Признавшие поражение поляки, вынуждены были выйти из Кремля. Под насмешки горожан остатки польского войска покинули Москву.

Лета 7121-го от СМ внучатый племянник Анастасии и сын Фёдора Никитича, Михаил Фёдорович Романов, был избран на царство.

После смутного времени московских жильцов мало осталось. Зыков не токмо в ратном деле был сведущ, с кем надо поговорил, кому надо подмазал, обзавёлся каменным домом в Белом городе, снова торговлишку открыл, не в пример прежней, спасибо Анюте.

Зажили хорошо, грех жаловаться. При таком-то отце и дочерям перестаркам женихи сыскались.

Осталось только Данилу домой дождаться. Тот, как не упрашивали его родные и Анюта остаться, ушёл с князем Пожарским.

В Москву Данила вернулся после окончания войны со шведами, немалым для его лет воинским начальником. В том же году он венчался с Анютой в церкви Введения Божией матери.

Данила только свадьбу отгулял, как призвал его к себе князь Пожарский.
 
- Ты уж Данила на меня зла не держи, что поголубиться вволю с молодой женой не дал. Сам видишь, время какое. Не уймутся никак поляки, снова в наши пределы вошли. Очень мне нужно, чтобы рядом со мной люди надёжные, проверенные были, а то бояре всё норовят сынков своих мне подсунуть, покуда я у молодого царя на добром глазу. Я и отца бы твоего позвал, да он уж не в тех годах, - развёл руками Дмитрий Михайлович.

- Да я что… Приказывай князь, рад служить тебе, - Данила даже зарумянился, как красна девка, с того что князь с ним так запросто говорить изволил.

- Царь Михаил Фёдорович в Калугу меня с войском отправляет. Королевич Владислав со своими ляхами там объявился, разор чинит. Ты со мной поедешь, - князь кивком дал понять, что разговор окончен.

Даниле хоть и горько с Анютой расставаться, да привычно, с отрочества на войне, а вот молодая жена вся слезами изошла, насилу успокоили.

Ивану Саввичу хоть и жалко невестку, а больше за сына рад. Шутка ли, сам князь Пожарский на службу позвал!

Зыков-то о ратном деле уже забывать стал, брюшком разжился, к пуховым перинам привык.
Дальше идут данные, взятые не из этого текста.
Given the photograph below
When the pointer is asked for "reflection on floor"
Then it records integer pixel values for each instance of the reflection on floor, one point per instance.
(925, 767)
Лавки в Белом городе хороший доход приносили, не последним купцом Иван Саввич на Москве слыл. Вот и сын в люди выходит, а бабьи слёзы что – мокрота одна.

Много Даниле повоевать не случилось. Князь Дмитрий Михайлович сильно захворал, и вернулся в Москву, и его при себе оставил.

В последних числах сентября к Москве подошли войска Владислава, и заняли Тушино. С юго-запада вторглись запорожские казаки гетмана Сагайдачного, взяв по пути на Ливны Путивль, Рыльск, Курск, Елец, Лебедин, Скопин и Ряжск. Запорожцы на русской земле вели себя, как ордынцы в набеге, сжигали города и поселения, вырезали под корень мирное население.

Москва готовилась к обороне. Иван Саввич весь дом переполошил – саблю свою с пистолями искал.

- Да куда ты, старый, навострился? – ходила за ним по пятам Таисия, не зная, плакать ей или смеяться, - вона пузо по земле волочится, а всё туда же! Аника-воин.

- Молчи, мать! Эти антихристы в прошлом разе нам всё хозяйство разорили, и опять норовят. Не бывать этому! Костьми лягу, а не пущу ляхов на Москву, - буйствовал Зыков, хлопая дверями клетей и разбрасывая вещи по полу в поисках оружия, даже в малые лари бездумно заглядывал.

Данилу с его десятком стрельцов входивших в отряд князя Ивана Катырёва-Ростовского поставили оборонять Арбатские ворота.

Первого октября, около трёх часов до света, поляки пошли на приступ.

Атака на Тверские ворота оказалась для них неудачной. Огнём со стен атакующим был нанесён немалый урон, штурмовые лестницы оказались коротки, большинство запорожцев вообще уклонилось от боя, а вылазка русских отбросила нападавших от стен, разметав штурмовые колонны.
 
У Арбатских же ворот поначалу военное счастье улыбнулось отряду Бартоломея Новодворского. Поляки отбили деревянные укрепления, и укрылись за ними от огня со стен. Сапёры заложили под воротами башни заряды.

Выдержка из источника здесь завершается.